6. The method according to claim 4 or 5, wherein the video comprises a second video frame following the first video frame, and a third video frame following the second video frame;

after the obtaining of the third gesture recognition result, the method further includes:

and performing gesture recognition on the fourth hand region to obtain a fourth gesture recognition result in response to that the position relation between the fourth hand region of the second object and the fourth human body region of the second object in the third video frame meets the preset position condition.

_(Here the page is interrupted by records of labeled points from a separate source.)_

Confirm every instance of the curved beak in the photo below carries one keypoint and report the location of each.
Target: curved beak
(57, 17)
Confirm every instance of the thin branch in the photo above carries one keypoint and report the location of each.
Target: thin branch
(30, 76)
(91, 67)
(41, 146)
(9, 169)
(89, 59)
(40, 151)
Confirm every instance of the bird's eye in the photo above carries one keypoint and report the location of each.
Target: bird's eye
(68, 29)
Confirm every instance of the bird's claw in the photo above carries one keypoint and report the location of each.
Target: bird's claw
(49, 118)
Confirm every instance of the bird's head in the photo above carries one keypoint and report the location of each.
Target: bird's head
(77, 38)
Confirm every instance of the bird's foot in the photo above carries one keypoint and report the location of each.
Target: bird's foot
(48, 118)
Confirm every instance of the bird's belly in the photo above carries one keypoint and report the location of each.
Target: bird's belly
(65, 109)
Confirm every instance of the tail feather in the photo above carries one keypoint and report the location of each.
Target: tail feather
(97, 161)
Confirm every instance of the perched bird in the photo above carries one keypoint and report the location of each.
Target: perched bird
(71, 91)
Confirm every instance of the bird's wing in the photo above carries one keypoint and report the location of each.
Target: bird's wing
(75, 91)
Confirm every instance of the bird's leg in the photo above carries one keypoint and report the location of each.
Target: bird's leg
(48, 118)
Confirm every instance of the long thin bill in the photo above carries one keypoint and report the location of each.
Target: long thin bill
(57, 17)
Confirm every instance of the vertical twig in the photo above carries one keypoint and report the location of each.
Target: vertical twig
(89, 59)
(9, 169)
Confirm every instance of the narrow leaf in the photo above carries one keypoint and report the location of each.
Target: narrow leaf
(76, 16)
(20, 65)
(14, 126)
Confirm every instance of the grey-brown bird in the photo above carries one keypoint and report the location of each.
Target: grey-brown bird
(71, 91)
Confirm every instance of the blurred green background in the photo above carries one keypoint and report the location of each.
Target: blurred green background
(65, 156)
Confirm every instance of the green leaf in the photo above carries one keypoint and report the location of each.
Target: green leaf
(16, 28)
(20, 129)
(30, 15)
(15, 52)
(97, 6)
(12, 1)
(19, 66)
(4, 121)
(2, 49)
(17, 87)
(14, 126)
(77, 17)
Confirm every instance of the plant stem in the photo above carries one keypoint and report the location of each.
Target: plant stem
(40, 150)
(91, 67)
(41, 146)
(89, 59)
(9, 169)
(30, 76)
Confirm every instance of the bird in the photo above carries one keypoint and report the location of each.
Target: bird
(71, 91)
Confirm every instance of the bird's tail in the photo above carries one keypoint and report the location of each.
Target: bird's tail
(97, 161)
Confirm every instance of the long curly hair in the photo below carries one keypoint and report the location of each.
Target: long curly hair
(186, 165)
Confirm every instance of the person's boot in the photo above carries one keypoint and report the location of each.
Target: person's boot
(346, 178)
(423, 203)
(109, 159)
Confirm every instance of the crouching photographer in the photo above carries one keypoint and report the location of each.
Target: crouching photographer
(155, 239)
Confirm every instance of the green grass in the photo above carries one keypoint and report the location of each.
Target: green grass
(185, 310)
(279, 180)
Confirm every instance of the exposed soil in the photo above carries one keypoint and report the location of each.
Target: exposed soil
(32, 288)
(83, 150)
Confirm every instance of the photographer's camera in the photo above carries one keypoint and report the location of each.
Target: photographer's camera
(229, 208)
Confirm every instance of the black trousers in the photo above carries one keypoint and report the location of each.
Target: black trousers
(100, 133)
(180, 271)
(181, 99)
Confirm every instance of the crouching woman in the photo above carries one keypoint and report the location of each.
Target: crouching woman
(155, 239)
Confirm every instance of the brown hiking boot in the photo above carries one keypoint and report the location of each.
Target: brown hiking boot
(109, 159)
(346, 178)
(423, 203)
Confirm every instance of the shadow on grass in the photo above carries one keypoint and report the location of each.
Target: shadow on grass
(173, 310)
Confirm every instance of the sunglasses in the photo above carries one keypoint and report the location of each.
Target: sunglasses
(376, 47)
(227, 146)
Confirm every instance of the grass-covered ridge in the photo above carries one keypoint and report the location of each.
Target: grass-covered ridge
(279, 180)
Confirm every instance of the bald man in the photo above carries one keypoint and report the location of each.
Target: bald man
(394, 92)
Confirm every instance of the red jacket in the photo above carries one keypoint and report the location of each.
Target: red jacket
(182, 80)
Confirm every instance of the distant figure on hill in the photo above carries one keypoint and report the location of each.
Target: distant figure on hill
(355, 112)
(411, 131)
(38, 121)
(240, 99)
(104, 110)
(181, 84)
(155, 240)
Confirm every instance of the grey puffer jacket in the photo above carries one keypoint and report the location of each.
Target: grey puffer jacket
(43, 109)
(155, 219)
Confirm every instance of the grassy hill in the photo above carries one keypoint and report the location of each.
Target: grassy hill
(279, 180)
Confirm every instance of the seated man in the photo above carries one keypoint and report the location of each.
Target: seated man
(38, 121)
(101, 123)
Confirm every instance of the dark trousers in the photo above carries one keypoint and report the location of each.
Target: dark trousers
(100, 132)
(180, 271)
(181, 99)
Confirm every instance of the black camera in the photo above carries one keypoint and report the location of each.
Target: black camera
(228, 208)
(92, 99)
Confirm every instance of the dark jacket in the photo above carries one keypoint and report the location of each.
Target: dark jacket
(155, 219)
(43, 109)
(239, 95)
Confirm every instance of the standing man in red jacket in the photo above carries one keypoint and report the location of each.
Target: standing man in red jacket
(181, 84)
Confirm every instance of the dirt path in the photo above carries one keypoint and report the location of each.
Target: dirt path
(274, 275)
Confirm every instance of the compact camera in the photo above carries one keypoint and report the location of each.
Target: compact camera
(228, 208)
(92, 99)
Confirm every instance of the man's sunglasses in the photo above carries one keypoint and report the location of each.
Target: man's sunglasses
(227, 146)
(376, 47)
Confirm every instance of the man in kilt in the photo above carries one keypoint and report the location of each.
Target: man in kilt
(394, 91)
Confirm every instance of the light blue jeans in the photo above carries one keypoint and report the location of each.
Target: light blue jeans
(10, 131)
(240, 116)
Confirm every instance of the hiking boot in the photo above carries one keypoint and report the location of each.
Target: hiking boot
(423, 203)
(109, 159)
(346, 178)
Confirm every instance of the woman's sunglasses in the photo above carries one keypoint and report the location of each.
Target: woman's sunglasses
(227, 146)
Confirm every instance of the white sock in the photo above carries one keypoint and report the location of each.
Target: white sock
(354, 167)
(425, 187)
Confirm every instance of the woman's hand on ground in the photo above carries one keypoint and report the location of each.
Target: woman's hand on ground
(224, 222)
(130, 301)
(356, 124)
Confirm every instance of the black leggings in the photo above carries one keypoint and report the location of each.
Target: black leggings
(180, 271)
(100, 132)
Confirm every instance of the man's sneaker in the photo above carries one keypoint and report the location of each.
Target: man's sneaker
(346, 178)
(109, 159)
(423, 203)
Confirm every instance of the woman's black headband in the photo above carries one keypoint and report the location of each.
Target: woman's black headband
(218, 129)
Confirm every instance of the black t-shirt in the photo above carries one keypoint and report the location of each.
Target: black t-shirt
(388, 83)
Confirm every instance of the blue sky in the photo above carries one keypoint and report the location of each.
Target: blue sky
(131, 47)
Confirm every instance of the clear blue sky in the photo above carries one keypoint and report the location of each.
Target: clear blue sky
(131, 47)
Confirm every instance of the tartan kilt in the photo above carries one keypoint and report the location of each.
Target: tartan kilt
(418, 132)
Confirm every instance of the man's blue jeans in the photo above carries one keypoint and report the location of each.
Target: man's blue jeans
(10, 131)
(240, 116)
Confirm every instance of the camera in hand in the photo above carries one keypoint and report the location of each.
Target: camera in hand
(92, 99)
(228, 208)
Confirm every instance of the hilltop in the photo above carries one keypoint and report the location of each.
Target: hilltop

7. The method according to any one of claims 1 to 6, wherein the first preset area comprises a central area of a video frame of the video;

the determining the second object from the first object based on the position relationship between the human body region and the first preset region includes:

determining a human body region with the smallest distance from the first preset region among the plurality of human body regions as the first human body region when the first preset region comprises the plurality of human body regions;

and determining the object corresponding to the first human body region as the second object.

8. The method according to any one of claims 1 to 7, further comprising:

and if the first hand regions comprise two hand regions and the preset gesture is a one-hand gesture, determining one hand region in the first hand regions as the first hand region.

9. The method according to any one of claims 1 to 8, wherein the preset position condition comprises:

a first height difference between a hand region height and a crotch region height of a target object, greater than or equal to a height threshold, the height threshold being positively correlated with a second height difference, the second height difference being a height difference between a shoulder region height and the crotch region height of the target object, the target object including at least one of the second object and a third object.

10. The method according to any one of claims 1 to 9, further comprising:

and controlling the electronic equipment to execute the operation corresponding to the effective gesture recognition result under the condition that the gesture recognition result is the effective gesture recognition result.

11. A gesture recognition apparatus, comprising:

the acquisition module is used for acquiring a video to be identified;

the detection module is used for carrying out human body detection on the video to obtain the number of first objects included in the video;

the recognition module is used for recognizing the gestures in the video according to a gesture recognition mode corresponding to the number of the first objects to obtain a gesture recognition result;

wherein the video comprises a first video frame, and in the case that the number of the first objects is greater than or equal to two, the identifying module comprises: a first obtaining sub-module, configured to obtain, in the first video frame, a human body region and a hand region of each of the first objects respectively; a first determining sub-module, configured to determine a second object from the first objects based on a position relationship between the body region and a first preset region, where the body region of each object includes a first body region of the second object, the hand region of each object includes a first hand region of the second object, and the first body region is located in the first preset region; the first recognition submodule is used for performing gesture recognition on the first hand region to obtain a first gesture recognition result under the condition that the position relation between the first hand region and the first human body region meets a preset position condition, and the preset position condition comprises a preset condition for judging whether to perform gesture recognition or not based on the position relation between the hand region and the human body region.

12. An electronic device, comprising:

a processor;

a memory for storing processor-executable instructions;

wherein the processor is configured to invoke the memory-stored instructions to perform the method of any one of claims 1 to 10.

13. A computer readable storage medium having stored thereon computer program instructions, which when executed by a processor, implement the method of any one of claims 1 to 10.